In 1966, Commoner saw a need to unite physical and social scientists into one cooperative whole focused on the total environment. As a result, he founded Washington University's Center for the Biology of Natural Systems, the first of its kind in the U.S. Commoner is especially pleased with a study of the ecology of ghetto rats that has helped St. Louis health officials eliminate the rodents more effectively. "We could just as well do a study of the fence lizard," Commoner explains, "but that wouldn't be as relevant to human problems."

This insistence on relevance carries over to the classroom. A superb teacher, Commoner is likely to start his popular course in basic biology by asking students from Cleveland: "How is the swimming in Lake Erie?" As the class listens spellbound, he spends the next six weeks deriving most of the principles of biology from that one example.
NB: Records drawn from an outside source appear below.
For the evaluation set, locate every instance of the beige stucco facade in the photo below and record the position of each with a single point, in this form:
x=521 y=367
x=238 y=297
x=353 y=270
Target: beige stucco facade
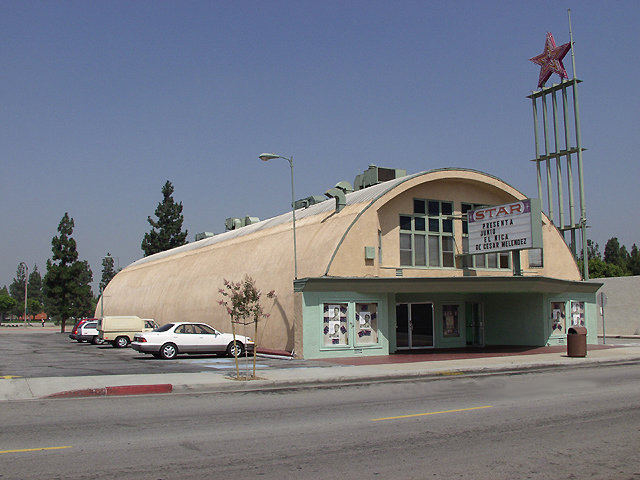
x=182 y=284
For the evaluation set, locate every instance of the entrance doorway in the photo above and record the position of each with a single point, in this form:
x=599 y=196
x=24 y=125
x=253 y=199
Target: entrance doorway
x=475 y=322
x=414 y=325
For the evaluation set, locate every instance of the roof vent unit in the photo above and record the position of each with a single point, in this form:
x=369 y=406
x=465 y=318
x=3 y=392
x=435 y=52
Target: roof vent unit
x=339 y=192
x=233 y=223
x=307 y=202
x=374 y=175
x=203 y=235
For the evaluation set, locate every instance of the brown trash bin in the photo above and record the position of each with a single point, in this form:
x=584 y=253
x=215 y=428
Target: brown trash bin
x=576 y=342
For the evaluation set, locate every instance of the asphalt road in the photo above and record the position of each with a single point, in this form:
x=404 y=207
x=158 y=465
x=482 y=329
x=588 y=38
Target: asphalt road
x=580 y=423
x=53 y=354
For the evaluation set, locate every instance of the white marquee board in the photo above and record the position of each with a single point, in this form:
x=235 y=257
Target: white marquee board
x=513 y=226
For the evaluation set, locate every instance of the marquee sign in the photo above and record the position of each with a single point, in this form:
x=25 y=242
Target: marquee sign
x=514 y=226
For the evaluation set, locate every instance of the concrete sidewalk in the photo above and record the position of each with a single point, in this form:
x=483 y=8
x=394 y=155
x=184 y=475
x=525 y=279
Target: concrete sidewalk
x=311 y=377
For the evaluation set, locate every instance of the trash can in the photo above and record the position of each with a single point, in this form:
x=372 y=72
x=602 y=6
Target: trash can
x=576 y=342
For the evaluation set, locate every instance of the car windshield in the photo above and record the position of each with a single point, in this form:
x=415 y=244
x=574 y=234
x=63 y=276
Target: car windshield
x=205 y=329
x=164 y=328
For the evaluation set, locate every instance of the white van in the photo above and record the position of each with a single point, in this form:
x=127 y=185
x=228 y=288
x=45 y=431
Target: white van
x=119 y=330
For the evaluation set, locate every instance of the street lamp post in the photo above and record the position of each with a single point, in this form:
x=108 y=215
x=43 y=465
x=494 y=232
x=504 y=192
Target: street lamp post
x=26 y=281
x=265 y=157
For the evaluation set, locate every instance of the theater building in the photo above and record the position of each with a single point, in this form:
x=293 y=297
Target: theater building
x=381 y=269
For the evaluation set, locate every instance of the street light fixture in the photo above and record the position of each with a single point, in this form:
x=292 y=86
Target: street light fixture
x=26 y=281
x=265 y=157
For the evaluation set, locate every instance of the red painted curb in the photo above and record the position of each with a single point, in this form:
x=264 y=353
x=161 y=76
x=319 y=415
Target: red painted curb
x=110 y=391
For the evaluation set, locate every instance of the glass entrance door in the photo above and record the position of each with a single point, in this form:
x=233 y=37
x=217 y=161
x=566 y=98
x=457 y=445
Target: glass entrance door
x=414 y=325
x=477 y=325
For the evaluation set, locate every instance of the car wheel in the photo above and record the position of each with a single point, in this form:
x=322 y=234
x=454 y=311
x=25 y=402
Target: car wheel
x=231 y=349
x=168 y=351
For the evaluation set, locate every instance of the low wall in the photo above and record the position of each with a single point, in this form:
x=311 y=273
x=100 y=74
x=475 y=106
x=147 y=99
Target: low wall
x=622 y=309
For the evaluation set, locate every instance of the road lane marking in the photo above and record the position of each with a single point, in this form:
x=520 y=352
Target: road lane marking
x=34 y=449
x=431 y=413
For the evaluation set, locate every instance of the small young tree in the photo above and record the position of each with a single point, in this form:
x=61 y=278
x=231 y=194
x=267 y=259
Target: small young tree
x=242 y=301
x=108 y=271
x=166 y=232
x=67 y=281
x=16 y=289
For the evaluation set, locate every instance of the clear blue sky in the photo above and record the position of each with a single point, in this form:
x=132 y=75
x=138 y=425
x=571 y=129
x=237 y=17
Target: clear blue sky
x=103 y=101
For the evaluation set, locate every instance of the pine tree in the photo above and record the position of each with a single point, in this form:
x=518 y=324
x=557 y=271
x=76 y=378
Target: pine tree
x=634 y=261
x=35 y=285
x=7 y=303
x=67 y=281
x=108 y=271
x=16 y=289
x=166 y=232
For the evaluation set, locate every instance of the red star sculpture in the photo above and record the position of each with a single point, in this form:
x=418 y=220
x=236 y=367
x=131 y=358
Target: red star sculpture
x=550 y=60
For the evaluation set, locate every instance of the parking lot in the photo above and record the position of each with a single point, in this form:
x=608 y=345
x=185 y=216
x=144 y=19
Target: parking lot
x=48 y=353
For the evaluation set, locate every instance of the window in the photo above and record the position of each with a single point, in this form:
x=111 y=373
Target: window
x=535 y=258
x=557 y=318
x=366 y=323
x=450 y=326
x=426 y=237
x=577 y=314
x=335 y=325
x=487 y=260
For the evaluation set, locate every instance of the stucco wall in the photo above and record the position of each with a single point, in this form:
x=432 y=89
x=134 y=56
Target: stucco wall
x=457 y=186
x=622 y=311
x=182 y=284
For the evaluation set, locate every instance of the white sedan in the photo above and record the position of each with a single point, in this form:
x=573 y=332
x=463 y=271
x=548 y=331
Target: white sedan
x=172 y=339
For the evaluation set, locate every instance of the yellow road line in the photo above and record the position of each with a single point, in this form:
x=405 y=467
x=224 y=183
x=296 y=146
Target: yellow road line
x=33 y=449
x=431 y=413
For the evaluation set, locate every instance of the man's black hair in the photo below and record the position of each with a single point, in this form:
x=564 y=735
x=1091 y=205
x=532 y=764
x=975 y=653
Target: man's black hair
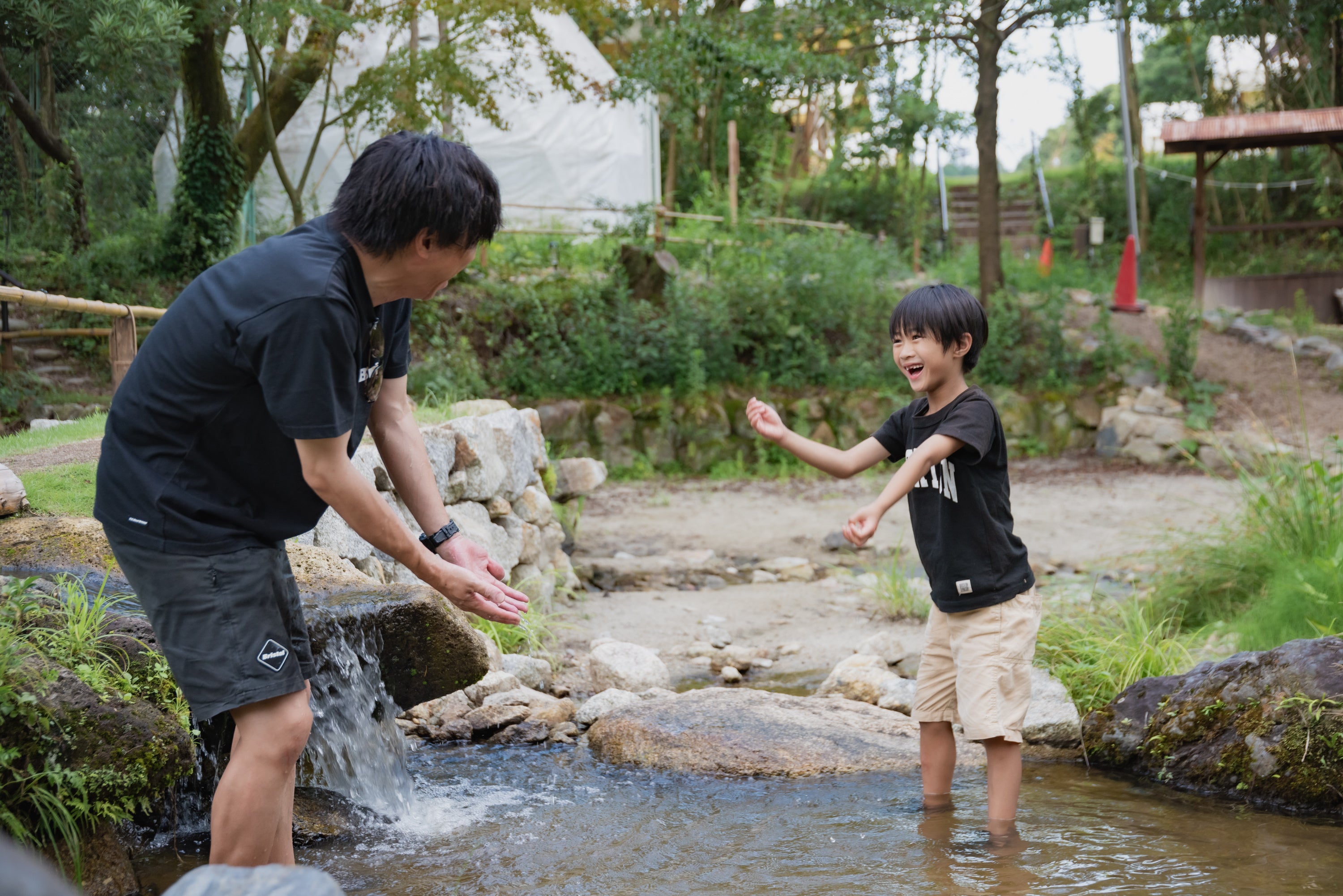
x=409 y=182
x=943 y=312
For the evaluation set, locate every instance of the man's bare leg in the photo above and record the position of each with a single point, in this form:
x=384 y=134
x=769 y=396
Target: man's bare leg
x=938 y=762
x=254 y=802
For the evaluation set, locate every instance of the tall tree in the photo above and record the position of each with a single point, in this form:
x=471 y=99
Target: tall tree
x=94 y=38
x=979 y=29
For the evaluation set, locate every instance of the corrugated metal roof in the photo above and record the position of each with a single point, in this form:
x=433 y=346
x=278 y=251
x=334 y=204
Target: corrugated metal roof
x=1295 y=128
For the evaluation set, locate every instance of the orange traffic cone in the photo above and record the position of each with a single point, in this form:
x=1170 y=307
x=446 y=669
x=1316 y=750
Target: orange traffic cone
x=1126 y=285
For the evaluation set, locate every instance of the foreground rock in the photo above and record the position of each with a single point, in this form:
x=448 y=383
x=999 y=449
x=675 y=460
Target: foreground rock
x=266 y=880
x=1260 y=727
x=739 y=731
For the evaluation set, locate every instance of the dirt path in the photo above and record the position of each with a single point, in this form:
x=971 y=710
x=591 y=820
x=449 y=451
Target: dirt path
x=82 y=452
x=1260 y=384
x=1079 y=512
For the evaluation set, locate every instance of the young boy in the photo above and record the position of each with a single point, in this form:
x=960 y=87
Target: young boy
x=982 y=629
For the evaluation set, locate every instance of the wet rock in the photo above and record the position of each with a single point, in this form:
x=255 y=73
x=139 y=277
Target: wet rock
x=520 y=698
x=898 y=695
x=859 y=678
x=133 y=749
x=441 y=710
x=531 y=671
x=323 y=815
x=888 y=645
x=1052 y=719
x=602 y=703
x=485 y=721
x=526 y=733
x=77 y=546
x=578 y=476
x=628 y=667
x=429 y=648
x=743 y=731
x=13 y=496
x=1259 y=726
x=491 y=684
x=563 y=733
x=555 y=713
x=29 y=875
x=265 y=880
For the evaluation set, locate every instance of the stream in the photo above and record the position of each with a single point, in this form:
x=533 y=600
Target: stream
x=552 y=820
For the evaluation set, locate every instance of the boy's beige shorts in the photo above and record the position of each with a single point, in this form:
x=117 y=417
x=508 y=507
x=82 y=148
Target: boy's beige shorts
x=975 y=668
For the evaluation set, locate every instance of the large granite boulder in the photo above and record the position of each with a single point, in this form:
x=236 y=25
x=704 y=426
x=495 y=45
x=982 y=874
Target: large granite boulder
x=264 y=880
x=742 y=731
x=1264 y=727
x=428 y=647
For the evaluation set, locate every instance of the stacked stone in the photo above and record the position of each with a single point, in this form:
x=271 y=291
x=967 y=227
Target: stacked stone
x=488 y=467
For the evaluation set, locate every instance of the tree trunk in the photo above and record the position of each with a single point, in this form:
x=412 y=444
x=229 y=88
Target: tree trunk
x=1135 y=124
x=988 y=43
x=54 y=148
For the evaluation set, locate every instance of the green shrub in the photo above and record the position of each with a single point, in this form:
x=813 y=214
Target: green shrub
x=1272 y=572
x=1102 y=648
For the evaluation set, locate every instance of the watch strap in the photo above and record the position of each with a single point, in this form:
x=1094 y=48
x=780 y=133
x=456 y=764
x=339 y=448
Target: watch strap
x=436 y=542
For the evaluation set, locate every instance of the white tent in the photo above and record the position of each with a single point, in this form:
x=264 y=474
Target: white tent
x=556 y=155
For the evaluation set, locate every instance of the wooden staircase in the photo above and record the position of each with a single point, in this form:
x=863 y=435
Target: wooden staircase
x=1017 y=215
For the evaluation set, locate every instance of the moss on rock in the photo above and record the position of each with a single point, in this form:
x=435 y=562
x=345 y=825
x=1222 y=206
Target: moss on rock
x=1263 y=727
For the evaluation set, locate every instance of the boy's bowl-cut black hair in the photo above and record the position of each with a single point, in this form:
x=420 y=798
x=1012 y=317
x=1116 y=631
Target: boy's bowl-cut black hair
x=943 y=312
x=410 y=182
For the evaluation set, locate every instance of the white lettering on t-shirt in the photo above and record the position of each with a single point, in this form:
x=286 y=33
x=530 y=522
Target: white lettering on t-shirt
x=946 y=484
If he cannot save Erie, he has unquestionably turned a notoriously dull subject into one of the liveliest courses around--at least at Washington University.

Unless he is off making another speech, Commoner leaves the office by 6 p.m. and walks a mile and a half to his Mediterranean-style house, where he has a vodka on the rocks with his wife Gloria, a pretty New Yorker who majored in psychology at Oberlin. Gloria once gave him a bicycle to get home faster, but he prefers to walk because "it's a great time to use your head." It also keeps his 5-ft. 11-in. frame trim. Now that his two grown children have left home, he and his wife actually go to movies and the theater. But not much. Commoner dislikes schedules; his workdays seem like a chaos of unorganized activity--at least to outsiders. His view is different: "I've sort of created my own life-style and the main thing is that everything is interrelated. It's like nature and ecosystems --intrinsic complexity."